PRESS RELEASE: NCUIH Urges Congress to Take Immediate Action to Provide COVID-19 Resources for Indian Country at Hearing Today

The last COVID-19 package was six months ago.


Meredith Raimondi

Washington, DC (September 30, 2020) – On September 30, Francys Crevier (Algonquin), Chief Executive Officer of the National Council of Urban Indian Health (NCUIH), testified before the House Interior Appropriations Subcommittee to provide updates on urban Indian health impacts of COVID-19. In addition to Ms. Crevier, the Subcommittee heard from Kevin J. Allis, CEO of the National Congress of American Indians (NCAI), and Carolyn Angus-Hornbuckle, COO and Director of Public Health Policy and Programs at the National Indian Health Board (NIHB). The hearing highlighted the non-partisan commitment of this subcommittee to upholding and honoring trust responsibilities to Indian Country.

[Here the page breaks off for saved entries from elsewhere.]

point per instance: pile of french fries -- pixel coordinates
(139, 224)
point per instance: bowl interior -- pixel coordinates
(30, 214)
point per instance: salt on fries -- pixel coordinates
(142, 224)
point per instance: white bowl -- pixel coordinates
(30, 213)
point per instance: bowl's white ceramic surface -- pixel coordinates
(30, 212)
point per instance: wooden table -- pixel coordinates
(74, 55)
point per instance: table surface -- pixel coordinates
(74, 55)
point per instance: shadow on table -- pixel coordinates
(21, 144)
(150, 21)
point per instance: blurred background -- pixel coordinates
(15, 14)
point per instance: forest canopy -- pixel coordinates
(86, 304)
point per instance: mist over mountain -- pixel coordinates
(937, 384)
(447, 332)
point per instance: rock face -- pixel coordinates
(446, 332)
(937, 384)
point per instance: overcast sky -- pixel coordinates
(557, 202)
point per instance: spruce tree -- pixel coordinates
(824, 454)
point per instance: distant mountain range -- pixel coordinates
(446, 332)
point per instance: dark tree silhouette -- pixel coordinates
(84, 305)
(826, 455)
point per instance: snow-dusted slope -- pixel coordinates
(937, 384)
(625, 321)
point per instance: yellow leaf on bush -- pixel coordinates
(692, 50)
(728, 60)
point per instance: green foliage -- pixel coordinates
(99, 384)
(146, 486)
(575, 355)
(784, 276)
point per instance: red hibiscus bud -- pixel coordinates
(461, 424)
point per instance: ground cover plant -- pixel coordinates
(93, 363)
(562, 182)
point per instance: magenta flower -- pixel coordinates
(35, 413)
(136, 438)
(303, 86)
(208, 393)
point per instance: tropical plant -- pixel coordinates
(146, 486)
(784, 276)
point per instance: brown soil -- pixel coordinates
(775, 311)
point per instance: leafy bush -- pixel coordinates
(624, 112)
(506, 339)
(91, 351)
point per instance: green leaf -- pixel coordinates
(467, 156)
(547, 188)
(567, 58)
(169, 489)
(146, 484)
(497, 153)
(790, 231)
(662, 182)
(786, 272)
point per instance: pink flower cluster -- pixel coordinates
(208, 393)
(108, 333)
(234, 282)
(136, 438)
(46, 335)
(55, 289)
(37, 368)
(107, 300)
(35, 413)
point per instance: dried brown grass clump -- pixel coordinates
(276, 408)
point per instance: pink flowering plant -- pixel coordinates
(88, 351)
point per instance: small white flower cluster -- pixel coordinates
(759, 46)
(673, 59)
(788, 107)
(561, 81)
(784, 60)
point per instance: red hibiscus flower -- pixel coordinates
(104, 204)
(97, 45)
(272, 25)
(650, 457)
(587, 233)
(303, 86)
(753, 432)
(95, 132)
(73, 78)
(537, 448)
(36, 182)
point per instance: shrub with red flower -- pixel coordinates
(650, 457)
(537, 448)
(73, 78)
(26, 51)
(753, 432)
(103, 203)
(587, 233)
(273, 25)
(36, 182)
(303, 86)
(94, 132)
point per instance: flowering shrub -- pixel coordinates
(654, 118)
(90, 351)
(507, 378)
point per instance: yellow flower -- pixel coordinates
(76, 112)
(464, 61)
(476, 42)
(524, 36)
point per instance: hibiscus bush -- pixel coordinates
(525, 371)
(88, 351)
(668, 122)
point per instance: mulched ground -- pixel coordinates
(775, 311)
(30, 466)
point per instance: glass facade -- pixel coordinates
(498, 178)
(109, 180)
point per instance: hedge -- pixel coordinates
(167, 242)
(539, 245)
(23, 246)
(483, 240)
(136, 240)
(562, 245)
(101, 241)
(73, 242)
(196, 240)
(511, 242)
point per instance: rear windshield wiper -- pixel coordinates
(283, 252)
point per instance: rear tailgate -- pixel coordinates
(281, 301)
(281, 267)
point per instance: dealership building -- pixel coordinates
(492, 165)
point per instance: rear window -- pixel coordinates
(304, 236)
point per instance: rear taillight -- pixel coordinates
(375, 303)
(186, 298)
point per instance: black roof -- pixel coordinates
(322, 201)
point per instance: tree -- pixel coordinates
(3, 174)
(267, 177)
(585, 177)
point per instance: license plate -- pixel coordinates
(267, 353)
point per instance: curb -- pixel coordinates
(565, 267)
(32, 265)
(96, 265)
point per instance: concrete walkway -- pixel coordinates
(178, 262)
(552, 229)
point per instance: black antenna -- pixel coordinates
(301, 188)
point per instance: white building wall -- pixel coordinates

“[I]t is my duty today to convey to you the severity of this crisis and how it is impacting the Indian Health System including our 41 [urban Indian organizations]. The last time a law was enacted was six months ago, the CARES Act of March 27, 2020, where Indian Country received a mere 0.5% of the total funding. The pandemic continues to wreak havoc on Indian Country as our people are disproportionately contracting and dying every single day from COVID-19. Since mid-July alone, when I last testified, IHS has seen a 51% increase in infections. Positive rates among Natives are 3.5 times higher than rates for non-Hispanic Whites and hospitalization rates are 4.7 times higher. Last week, CDC reported Native children were among the 78% of pediatric deaths. Black and brown children are dying and no one is paying attention,” stated Francys Crevier, CEO of NCUIH.

“The need to examine and address the ongoing situation in Indian Country is apparent. Congress needs to understand the full impact of the pandemic on Native Americans, and how to better meet the needs of the communities you are testifying on behalf of in future relief packages. Since the beginning of the pandemic, I’ve advocated for personal protective equipment, or PPE, complete test kits, and other supplies to be made available to Indian health facilities and to Tribal governments. Without these items, Native Americans are unable to ensure their safety while receiving essential government services, such as health care, welfare checks, law enforcement services, and domestic violence assistance,” stated House Appropriations Subcommittee on Interior, Environment, and Related Agencies Chair Betty McCollum.

“I recognize that COVID-19 has hit Indian Country disproportionately harder than the rest of the nation, that the situation is dire, and that additional funding is needed not only to keep tribal governments and communities functioning but to save lives. If there was ever a time for the Subcommittee to hold firm in its non-partisan commitment to tribes, this is it,” stated House Appropriations Subcommittee on Interior, Environment, and Related Agencies Ranking Member David Joyce.

Ms. Crevier’s testimony focused on the current status of UIOs, including:

  • The need for additional resources for testing and contact tracing with $2 billion for IHS and $64 million for UIOs;
  • Equitable distribution of a COVID-19 vaccine once approved, with a minimum 5% set-aside for the I/T/U system;
  • $80 million in facilities funding for UIOs;
  • $1 million for a UIO infrastructure study;
  • $7.3 million annually for 3 years in behavioral health funds for UIOs; and
  • $20 million in telehealth and health information technology funds for UIOs; and a spend-faster anomaly to insulate UIOs and the entire I/T/U system from the dire consequences of a potential government shutdown.

Next Steps

The House released a new COVID-19 package this week. Discussions between the White House and Congressional leadership are ongoing, however, time is running out before Congress departs until after the election.